El Nino, as everyone must know by now, is an occasional warming of the surface waters of the Pacific over a broad band in the low latitudes straddling the equator. It results from a periodic weakening of the trade winds, which in turn causes variations from the normal patterns of surface currents and convective mixing in that ocean.
This warmer water over the vast expanse of the tropical Pacific might be compared to shovelling extra coal into the great firebox of the global atmospheric engine. As we learn to understand it better, it is becoming clear that El Nino not only brings unusual, even freakish, weather to many subtropical places on the Pacific rim, but has implications for more northerly and more distant regions, in particular the southern states of the US, and perhaps even for us here in Europe.

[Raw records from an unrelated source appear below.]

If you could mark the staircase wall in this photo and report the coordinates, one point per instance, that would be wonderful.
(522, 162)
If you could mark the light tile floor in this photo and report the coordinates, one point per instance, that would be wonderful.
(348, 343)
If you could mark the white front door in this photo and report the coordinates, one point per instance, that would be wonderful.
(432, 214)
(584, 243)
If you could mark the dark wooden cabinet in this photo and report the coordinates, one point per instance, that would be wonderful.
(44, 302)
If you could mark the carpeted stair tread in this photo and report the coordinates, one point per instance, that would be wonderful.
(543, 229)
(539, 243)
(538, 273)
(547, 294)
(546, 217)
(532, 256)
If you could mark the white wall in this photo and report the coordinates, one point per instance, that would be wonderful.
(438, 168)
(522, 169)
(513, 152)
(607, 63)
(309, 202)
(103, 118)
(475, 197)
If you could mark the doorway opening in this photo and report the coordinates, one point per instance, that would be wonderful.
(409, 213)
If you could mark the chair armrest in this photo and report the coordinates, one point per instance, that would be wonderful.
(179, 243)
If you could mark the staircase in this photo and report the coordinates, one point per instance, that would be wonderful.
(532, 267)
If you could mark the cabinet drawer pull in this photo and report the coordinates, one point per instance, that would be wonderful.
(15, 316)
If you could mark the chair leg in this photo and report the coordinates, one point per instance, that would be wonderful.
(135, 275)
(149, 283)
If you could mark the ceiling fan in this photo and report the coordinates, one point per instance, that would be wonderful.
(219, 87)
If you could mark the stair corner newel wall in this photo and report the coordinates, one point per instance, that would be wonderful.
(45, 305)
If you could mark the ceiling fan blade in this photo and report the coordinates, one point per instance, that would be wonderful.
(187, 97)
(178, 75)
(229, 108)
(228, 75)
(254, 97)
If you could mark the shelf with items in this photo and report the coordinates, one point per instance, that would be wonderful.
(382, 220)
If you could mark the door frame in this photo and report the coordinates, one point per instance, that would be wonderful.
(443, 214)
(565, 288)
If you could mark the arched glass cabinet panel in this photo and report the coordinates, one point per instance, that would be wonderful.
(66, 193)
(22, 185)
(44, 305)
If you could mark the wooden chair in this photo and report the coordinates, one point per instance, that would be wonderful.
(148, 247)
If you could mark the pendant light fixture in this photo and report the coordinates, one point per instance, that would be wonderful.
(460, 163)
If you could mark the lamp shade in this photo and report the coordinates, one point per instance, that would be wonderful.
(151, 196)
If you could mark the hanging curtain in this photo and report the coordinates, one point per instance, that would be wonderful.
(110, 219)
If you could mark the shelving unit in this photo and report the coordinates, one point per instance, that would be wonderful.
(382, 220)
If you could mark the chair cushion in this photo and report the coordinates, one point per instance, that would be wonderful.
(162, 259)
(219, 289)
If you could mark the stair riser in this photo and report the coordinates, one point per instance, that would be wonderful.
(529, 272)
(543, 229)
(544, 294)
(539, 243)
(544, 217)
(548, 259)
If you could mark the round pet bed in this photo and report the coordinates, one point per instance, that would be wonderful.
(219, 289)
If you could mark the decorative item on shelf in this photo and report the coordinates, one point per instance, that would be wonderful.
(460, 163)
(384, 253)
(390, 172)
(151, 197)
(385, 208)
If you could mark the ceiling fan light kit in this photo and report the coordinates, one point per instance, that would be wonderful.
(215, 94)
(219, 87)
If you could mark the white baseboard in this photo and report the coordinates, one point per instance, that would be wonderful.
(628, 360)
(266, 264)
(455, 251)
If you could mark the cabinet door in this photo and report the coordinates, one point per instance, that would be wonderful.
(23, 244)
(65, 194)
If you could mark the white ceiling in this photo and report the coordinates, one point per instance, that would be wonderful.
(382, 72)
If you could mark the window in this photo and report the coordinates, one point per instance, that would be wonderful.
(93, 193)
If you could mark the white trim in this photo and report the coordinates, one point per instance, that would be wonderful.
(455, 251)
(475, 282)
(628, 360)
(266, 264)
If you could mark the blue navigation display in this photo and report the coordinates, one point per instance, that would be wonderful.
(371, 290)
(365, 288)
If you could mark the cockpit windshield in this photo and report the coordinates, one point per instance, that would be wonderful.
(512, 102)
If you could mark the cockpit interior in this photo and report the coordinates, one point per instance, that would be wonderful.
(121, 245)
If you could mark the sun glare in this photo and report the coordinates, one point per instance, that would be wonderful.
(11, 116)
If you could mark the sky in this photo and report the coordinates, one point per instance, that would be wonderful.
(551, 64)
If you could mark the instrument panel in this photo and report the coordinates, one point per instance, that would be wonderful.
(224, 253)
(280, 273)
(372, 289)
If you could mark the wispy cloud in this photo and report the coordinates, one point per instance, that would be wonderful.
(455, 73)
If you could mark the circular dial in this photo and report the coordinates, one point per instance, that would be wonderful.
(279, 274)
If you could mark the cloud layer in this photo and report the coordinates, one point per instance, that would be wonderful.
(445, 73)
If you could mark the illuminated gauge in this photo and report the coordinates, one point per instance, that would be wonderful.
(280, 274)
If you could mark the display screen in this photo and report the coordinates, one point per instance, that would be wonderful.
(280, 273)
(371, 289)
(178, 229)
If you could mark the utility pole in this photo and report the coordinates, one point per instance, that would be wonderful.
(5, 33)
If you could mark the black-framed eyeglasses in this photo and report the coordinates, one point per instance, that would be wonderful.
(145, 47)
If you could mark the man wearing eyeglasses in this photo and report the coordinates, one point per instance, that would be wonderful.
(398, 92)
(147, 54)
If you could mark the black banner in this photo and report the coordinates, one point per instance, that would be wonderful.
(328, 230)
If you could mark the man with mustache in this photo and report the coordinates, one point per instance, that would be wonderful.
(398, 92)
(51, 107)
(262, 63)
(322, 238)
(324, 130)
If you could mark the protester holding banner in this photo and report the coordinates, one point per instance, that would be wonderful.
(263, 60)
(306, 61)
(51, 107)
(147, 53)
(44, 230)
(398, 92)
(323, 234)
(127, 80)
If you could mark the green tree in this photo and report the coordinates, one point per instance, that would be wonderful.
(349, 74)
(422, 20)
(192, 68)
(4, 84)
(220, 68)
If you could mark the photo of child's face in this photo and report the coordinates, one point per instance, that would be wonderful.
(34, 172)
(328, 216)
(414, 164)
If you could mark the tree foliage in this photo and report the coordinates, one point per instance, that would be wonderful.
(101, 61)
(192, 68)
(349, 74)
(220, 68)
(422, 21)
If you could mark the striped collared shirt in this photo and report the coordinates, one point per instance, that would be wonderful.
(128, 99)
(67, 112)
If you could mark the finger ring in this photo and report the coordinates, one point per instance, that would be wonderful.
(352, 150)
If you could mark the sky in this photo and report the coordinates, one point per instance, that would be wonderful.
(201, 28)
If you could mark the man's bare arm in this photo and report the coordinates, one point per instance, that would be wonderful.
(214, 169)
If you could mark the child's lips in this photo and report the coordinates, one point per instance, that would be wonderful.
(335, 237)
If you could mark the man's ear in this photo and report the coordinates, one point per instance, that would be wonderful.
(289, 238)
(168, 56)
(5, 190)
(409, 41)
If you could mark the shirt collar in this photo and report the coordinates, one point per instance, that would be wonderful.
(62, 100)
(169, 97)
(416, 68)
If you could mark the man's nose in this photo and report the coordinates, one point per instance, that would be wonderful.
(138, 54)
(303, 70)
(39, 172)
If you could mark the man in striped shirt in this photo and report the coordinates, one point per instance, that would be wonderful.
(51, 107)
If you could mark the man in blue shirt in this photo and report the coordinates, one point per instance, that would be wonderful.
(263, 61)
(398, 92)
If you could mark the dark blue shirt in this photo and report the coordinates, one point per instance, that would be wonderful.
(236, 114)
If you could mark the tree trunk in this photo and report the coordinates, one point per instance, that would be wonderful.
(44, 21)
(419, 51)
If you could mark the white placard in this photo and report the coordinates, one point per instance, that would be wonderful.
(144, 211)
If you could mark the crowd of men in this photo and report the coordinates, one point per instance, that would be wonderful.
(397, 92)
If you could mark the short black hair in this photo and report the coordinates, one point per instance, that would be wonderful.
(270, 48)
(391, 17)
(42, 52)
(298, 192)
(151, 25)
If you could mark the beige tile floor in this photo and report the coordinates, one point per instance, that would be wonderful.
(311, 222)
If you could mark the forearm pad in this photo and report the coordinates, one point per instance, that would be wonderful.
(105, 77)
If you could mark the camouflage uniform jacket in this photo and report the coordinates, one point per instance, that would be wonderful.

But El Nino has a sister who, although shy and more retiring and receiving less publicity, brings her own pattern of disturbed behaviour. La Nina is the name given to episodes when the surface waters of the tropical Pacific are colder than they ought to be, and it imprints its own particular signature - almost a mirror image of El Nino - on the global weather. Places which suffer droughts during an El Nino experience prolonged torrential downpours when La Nina comes along - and vice versa.
El Nino means "the Boy Child" and is borrowed from the traditional name given to a warm ocean current that used to flow, and indeed still does, southwards near Peru and Ecuador around Christmas time each year; it recalls the coming of the infant Jesus. The term was borrowed by meteorologists to describe a much more widespread ocean-warming phenomenon and then, when it was discovered that there was an almost equal counterpart, "the Girl Child", or La Nina, seemed appropriate.
El Nino and La Nina alternate in a climatic pas de deux. El Nino events took place in 1969, 1972, 1977, 1983, and 1987; there was a long episode from 1991 to 1995, and the present strong El Nino began last year. There were pronounced La Nina episodes in 1955, from 1974 to 1976, and again in 1988.
An anomaly which concentrates the minds of climatologists is that from the 1950s until the late 1970s, La Nina and El Nino years were roughly balanced, but since then there have been more El Nino episodes, and not as many of La Nina. They will be watching closely to see if a La Nina develops later this year after the present El Nino has subsided.